ImageNet is the rare benchmark that defined an era, trained a generation of researchers, and then quietly saturated — top-1 accuracy at 91–92% means the last few percentage points are noise, not insight. COCO is still the de-facto object detection standard; mAP on test-dev is what every detector paper reports, though performance on common categories is approaching ceiling. The open-vocabulary and promptable-segmentation line (SA-1B, then SA-V) is the active frontier: the evaluation question shifted from 'what class is this box?' to 'segment whatever the user points at, including video'. SAM and SAM 2 are the reference models that ship with each benchmark — useful as anchors but not the benchmark itself. SA-V's video tracks are genuinely unsolved at human parity.

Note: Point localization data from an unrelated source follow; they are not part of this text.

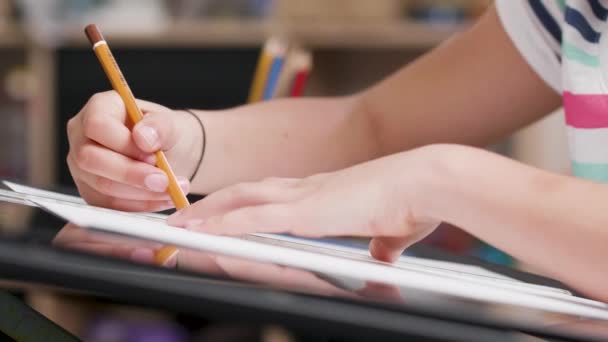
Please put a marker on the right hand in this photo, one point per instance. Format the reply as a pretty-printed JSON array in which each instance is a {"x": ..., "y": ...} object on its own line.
[{"x": 114, "y": 167}]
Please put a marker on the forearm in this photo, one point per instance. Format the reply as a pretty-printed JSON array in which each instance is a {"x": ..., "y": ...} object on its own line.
[
  {"x": 283, "y": 138},
  {"x": 553, "y": 222}
]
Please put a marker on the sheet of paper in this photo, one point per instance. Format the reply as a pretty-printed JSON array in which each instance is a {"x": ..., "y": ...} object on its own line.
[
  {"x": 417, "y": 264},
  {"x": 39, "y": 193},
  {"x": 458, "y": 271},
  {"x": 328, "y": 263}
]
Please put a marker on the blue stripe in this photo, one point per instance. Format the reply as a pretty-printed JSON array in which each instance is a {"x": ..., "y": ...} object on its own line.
[
  {"x": 578, "y": 21},
  {"x": 273, "y": 77},
  {"x": 546, "y": 19},
  {"x": 600, "y": 11}
]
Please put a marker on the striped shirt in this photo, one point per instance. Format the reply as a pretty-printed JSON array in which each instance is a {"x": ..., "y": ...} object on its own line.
[{"x": 564, "y": 42}]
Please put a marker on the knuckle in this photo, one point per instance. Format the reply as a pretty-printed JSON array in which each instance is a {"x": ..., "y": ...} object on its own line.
[
  {"x": 84, "y": 157},
  {"x": 104, "y": 185},
  {"x": 70, "y": 126},
  {"x": 239, "y": 190},
  {"x": 92, "y": 123}
]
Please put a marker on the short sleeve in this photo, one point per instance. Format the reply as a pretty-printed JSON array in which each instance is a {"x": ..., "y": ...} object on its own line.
[{"x": 534, "y": 26}]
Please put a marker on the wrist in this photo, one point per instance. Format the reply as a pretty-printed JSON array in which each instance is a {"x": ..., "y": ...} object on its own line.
[
  {"x": 444, "y": 188},
  {"x": 186, "y": 153}
]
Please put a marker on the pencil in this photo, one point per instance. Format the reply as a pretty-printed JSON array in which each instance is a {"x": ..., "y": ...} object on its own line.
[
  {"x": 108, "y": 63},
  {"x": 276, "y": 67},
  {"x": 260, "y": 77}
]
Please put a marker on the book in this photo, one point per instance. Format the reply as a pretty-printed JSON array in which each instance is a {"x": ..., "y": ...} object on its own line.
[{"x": 319, "y": 257}]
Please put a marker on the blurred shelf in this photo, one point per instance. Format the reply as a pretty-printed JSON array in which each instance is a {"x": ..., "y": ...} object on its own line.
[
  {"x": 248, "y": 32},
  {"x": 11, "y": 36}
]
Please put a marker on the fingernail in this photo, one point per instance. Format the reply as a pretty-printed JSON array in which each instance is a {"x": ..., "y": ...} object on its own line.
[
  {"x": 157, "y": 182},
  {"x": 150, "y": 137},
  {"x": 175, "y": 215},
  {"x": 184, "y": 184},
  {"x": 171, "y": 262},
  {"x": 150, "y": 159},
  {"x": 194, "y": 224},
  {"x": 143, "y": 255}
]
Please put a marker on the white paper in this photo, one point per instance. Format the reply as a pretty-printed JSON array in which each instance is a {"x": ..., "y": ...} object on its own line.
[
  {"x": 39, "y": 193},
  {"x": 338, "y": 265}
]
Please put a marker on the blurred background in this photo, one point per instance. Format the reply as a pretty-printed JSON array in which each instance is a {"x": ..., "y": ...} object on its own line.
[{"x": 202, "y": 54}]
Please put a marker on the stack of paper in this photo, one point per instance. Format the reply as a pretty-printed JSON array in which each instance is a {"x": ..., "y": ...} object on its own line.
[{"x": 444, "y": 278}]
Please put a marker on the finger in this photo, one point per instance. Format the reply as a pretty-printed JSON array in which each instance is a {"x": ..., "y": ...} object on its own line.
[
  {"x": 119, "y": 190},
  {"x": 113, "y": 134},
  {"x": 389, "y": 249},
  {"x": 237, "y": 196},
  {"x": 381, "y": 291},
  {"x": 268, "y": 218},
  {"x": 97, "y": 160},
  {"x": 157, "y": 131}
]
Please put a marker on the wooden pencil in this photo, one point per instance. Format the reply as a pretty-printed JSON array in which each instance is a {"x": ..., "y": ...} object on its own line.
[{"x": 110, "y": 67}]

Attention path plus branches.
Solid arrows follow the attention path — the dashed arrow marks a scope shift (leaderboard attention jumping between tasks). Thin grey arcs drop down to specialized branches. Click any node to jump to its detail.
Nodes in detail.
Pascal VOC
20-class detection and segmentation challenge. The dominant benchmark before COCO. Introduced mAP at IoU=0.5 as the standard detection metric. Superseded by COCO's larger class vocabulary and multi-object density.
CIFAR-10/100
60,000 32×32 images in 10 or 100 classes. The standard small-scale benchmark through the 2010s. CIFAR-10 top-1 accuracy reached 99%+ before ImageNet-scale models were routine.
ImageNet
1.28M training images across 1,000 classes. AlexNet's 2012 win on ILSVRC launched the deep-learning era. Top-1 accuracy reached ~92% by 2022; human-level (~95%) has been surpassed. Still cited as a pretraining quality proxy, but no longer used as a frontier discriminator.
COCO
328K images, 80 object categories, 2.5M instance annotations. Box detection, instance segmentation, and keypoint tracks. Still the standard detection benchmark; every major detection model cites COCO test-dev mAP. Common-category performance is saturating but tail-class and dense-scene detection still discriminates.
ADE20K
20,000 images densely labelled with 150 semantic categories. The dominant semantic segmentation benchmark. mIoU on val is the standard metric. Complementary to COCO — finer per-pixel labelling, more categories, scenes rather than objects.
SA-1B
11M images, 1B masks — the largest segmentation dataset ever released. The benchmark introduced the promptable-segmentation task definition: given an image and a click/box/text prompt, produce a mask. SAM is the reference model Meta shipped alongside it and remains the SOTA anchor; the benchmark is the test split + the task itself.
SA-V
51K videos with mask annotations — released alongside the SAM 2 model. Evaluates promptable video object segmentation: a click on frame 0 must propagate accurately through the rest of the clip. Standard splits include DAVIS and YouTube-VOS for cross-comparison. SAM 2 is the reference model; SA-V is the benchmark that defines the task.